This paper evaluates the impact of China’s zero-tariff policy on South Africa’s exports, focusing on how underlying economic conditions shape the extent to which improved market access translates into trade outcomes. Using a partial equilibrium (SMART) simulation based on 2023 data, the analysis estimates the potential export response and examines the structural factors that determine its scale.
The results indicate that export gains under current conditions are modest. At the central estimate, South Africa’s exports to China increase by approximately $5.3 million annually (0.19% of the relevant trade base), with an upper bound of around $36 million (1.3%) under optimistic assumptions. The majority of this increase (97.1%) reflects trade diversion rather than net new demand, indicating that tariff removal primarily reallocates China’s sourcing across suppliers. This limited response is explained by the composition of South Africa’s export basket, where the dominant commodities already face zero tariffs, and by constraints in sectors where tariff reductions are more meaningful.

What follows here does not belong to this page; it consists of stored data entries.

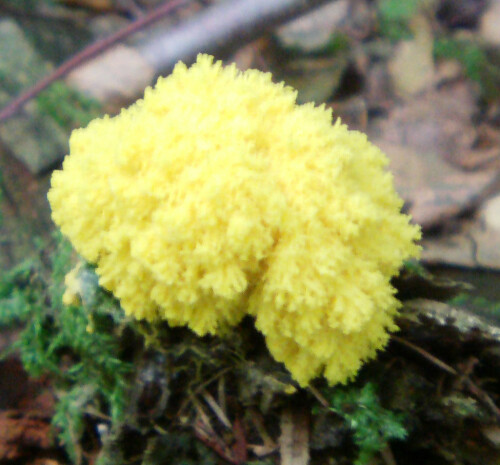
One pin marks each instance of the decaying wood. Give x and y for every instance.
(218, 29)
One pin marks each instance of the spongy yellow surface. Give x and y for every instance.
(216, 196)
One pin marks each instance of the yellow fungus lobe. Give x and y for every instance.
(217, 196)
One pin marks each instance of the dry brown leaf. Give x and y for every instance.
(433, 189)
(21, 433)
(423, 138)
(476, 244)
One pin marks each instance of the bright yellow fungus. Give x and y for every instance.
(217, 196)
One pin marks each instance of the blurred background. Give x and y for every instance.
(420, 77)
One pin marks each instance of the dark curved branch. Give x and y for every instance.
(217, 29)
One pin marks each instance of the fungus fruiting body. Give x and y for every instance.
(217, 196)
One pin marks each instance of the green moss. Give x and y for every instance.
(372, 425)
(87, 367)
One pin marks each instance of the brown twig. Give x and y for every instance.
(86, 54)
(426, 355)
(473, 388)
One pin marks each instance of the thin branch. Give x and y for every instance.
(220, 28)
(88, 53)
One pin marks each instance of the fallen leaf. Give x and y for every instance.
(20, 434)
(313, 31)
(412, 66)
(475, 244)
(433, 189)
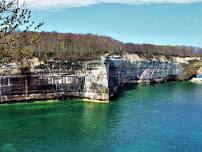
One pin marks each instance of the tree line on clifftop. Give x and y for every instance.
(74, 47)
(15, 46)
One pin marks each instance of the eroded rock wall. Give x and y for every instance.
(97, 80)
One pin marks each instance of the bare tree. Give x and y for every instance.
(14, 45)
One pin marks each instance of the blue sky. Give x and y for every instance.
(174, 24)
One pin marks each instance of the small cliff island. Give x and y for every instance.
(92, 67)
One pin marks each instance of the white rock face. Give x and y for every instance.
(100, 79)
(96, 82)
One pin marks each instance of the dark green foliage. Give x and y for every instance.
(77, 47)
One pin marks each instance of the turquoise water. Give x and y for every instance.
(155, 118)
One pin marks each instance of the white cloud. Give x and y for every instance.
(44, 4)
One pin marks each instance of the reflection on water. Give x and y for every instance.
(163, 117)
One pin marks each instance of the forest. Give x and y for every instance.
(74, 47)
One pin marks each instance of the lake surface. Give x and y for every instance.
(153, 118)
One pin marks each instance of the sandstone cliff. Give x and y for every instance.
(98, 80)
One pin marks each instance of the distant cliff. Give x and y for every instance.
(99, 80)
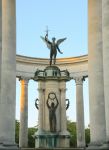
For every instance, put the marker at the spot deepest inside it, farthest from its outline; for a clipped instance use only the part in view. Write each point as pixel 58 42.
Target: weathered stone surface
pixel 95 73
pixel 8 79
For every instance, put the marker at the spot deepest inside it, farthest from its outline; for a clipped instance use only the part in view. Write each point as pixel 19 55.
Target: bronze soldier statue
pixel 53 46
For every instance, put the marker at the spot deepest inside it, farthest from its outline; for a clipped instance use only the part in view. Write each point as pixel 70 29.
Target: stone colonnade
pixel 8 72
pixel 95 73
pixel 98 59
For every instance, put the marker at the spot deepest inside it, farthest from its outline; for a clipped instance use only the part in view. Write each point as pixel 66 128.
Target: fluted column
pixel 95 73
pixel 0 42
pixel 41 105
pixel 80 112
pixel 8 79
pixel 105 20
pixel 23 134
pixel 63 107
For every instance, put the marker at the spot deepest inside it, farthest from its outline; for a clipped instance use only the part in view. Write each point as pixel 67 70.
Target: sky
pixel 64 19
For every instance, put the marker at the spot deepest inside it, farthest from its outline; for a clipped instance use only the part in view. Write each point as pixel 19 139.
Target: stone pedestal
pixel 52 89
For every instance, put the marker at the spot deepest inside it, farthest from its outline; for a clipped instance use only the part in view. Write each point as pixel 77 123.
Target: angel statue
pixel 53 46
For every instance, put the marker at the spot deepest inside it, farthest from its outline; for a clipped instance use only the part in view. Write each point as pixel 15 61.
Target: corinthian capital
pixel 79 80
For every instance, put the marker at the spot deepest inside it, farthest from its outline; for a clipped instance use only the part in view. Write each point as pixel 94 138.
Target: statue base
pixel 44 139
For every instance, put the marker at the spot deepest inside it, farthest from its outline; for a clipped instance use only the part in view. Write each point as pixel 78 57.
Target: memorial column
pixel 8 77
pixel 95 73
pixel 63 108
pixel 80 112
pixel 105 28
pixel 41 90
pixel 23 134
pixel 0 42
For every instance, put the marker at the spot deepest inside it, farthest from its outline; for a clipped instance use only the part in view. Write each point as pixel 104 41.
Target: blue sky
pixel 64 19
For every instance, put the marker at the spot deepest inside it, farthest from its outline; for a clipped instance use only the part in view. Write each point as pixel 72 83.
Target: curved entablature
pixel 26 66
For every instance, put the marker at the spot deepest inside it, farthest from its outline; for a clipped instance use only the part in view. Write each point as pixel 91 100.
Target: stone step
pixel 53 149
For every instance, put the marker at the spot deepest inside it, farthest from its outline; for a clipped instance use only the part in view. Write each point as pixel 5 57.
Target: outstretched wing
pixel 48 43
pixel 60 41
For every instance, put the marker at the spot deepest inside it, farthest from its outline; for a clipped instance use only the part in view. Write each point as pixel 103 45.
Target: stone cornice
pixel 27 66
pixel 45 61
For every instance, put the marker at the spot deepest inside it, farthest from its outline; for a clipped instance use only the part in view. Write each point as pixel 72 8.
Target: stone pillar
pixel 63 108
pixel 0 42
pixel 8 79
pixel 23 134
pixel 80 112
pixel 95 72
pixel 41 105
pixel 105 20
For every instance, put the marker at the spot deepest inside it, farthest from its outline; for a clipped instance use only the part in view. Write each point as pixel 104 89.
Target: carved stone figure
pixel 52 110
pixel 53 46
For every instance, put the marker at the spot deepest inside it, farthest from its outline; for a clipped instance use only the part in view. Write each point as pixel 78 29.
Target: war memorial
pixel 52 75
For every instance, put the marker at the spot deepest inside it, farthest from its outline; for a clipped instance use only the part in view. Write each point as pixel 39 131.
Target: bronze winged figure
pixel 53 46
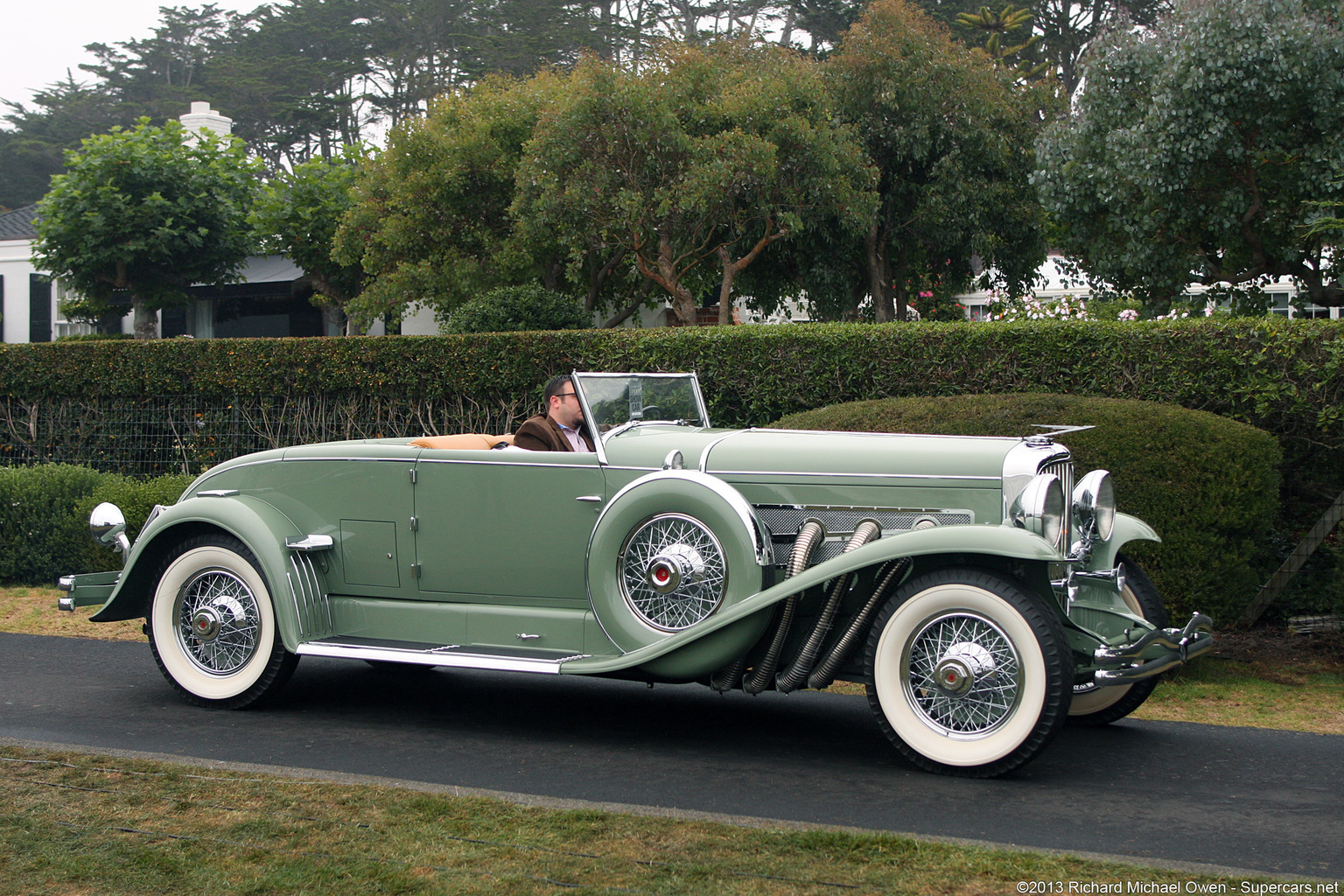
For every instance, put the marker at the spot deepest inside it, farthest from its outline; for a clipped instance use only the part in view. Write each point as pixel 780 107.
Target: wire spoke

The findings suggest that the scale of the export response is determined less by market access than by domestic production conditions. A case study of manganese beneficiation illustrates this dynamic. Despite improved access for processed exports, high electricity costs and narrow processing margins render downstream production unviable. Similar constraints, including limited industrial capacity, high input costs, and barriers to investment, restrict the ability of firms to expand into higher-value exports.
The paper argues that the structure of trade reflects what can be produced competitively under existing conditions, rather than what is technically feasible. While tariff liberalisation provides incremental opportunities, its impact depends on whether firms can respond. Strengthening that response requires targeted interventions to lower input costs, especially energy, enhance industrial capacity, and leverage regional networks through the AfCFTA.
The central implication is that improving trade outcomes depends on shifting the structure of production, not only the terms of market access.